Never thought you’d see an article about digging a trench at Quest, did you? It was all part of Andre’s The Great War, where students explored the cause and effect of World War 1 through first hand accounts and subsequent inquiries. It was an amazing class with a lot of reading, and some really cool demonstrations that allowed the class to bring more then just a historical aspect to the concentration course.
There were three of them: The first one was a physics and chemistry demo on how picric acid was used in shells fired from French and German cannons. This involved setting off small amounts of the chemical, which made a loud pop. In the shell, the picric acid expands and pushes out against the shell, and would have created 80 basketballs worth of gas in under a second. The expanding gas pushed the shell to disintegrate mid air and rain chunks of metal down on the opposing line. Terrible in practice, incredibly interesting to learn about.

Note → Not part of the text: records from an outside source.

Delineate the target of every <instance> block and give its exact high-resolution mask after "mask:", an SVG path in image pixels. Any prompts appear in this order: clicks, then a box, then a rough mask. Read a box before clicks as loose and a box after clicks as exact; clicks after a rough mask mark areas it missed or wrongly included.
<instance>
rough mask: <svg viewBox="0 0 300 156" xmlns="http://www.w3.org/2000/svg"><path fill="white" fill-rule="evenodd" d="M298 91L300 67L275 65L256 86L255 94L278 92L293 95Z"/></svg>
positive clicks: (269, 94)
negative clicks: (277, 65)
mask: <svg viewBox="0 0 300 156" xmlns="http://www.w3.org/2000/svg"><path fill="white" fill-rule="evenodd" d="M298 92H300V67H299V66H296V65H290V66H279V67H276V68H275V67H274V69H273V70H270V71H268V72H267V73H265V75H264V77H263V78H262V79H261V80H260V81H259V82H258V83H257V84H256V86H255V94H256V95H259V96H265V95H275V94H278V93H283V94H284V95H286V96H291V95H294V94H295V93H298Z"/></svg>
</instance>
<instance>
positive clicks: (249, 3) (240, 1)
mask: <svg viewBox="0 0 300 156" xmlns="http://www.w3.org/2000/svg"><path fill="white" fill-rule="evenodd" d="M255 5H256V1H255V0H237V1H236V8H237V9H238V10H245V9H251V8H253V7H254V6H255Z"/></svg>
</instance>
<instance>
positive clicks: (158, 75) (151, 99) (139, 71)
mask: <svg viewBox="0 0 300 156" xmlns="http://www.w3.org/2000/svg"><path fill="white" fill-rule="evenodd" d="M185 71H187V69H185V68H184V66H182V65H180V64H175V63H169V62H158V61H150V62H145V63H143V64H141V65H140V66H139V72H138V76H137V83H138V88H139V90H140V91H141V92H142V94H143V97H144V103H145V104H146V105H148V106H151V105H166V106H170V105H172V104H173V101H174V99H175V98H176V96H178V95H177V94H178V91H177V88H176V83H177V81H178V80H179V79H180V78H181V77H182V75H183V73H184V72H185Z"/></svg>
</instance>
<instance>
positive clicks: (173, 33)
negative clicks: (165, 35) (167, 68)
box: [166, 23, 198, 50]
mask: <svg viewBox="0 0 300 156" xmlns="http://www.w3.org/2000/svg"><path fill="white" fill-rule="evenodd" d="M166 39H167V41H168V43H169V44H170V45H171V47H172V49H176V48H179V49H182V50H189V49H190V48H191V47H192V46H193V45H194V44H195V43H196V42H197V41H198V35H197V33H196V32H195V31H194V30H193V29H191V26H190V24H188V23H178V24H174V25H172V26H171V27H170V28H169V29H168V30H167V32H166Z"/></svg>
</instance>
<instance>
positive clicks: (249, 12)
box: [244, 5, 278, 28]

The second was a talk from one of the faculty members on the causes and effects of shell shock, known now as PTSD. This helped bring neuroscience into the classroom. During the conflict, the stress from combat and the constant shelling would sometimes cause men to snap and suffer from psychological trauma, which was often dismissed as cowardice or fear.
The last thing we did as a class was wander out into the forest, and begin construction of a trench. This was by far the best and most hands on part of the class, and one we looked forward to with a mix of excitement and apprehension. While we only managed to get about a meter deep (I’m being very generous), Andre managed to convey the necessity of cover that would be necessary to survive incoming fire. At then end of the 45 min, the class took a survey to see how many of us would have survived. (I think we agreed on 3) It was definitely a fun note to end the class on.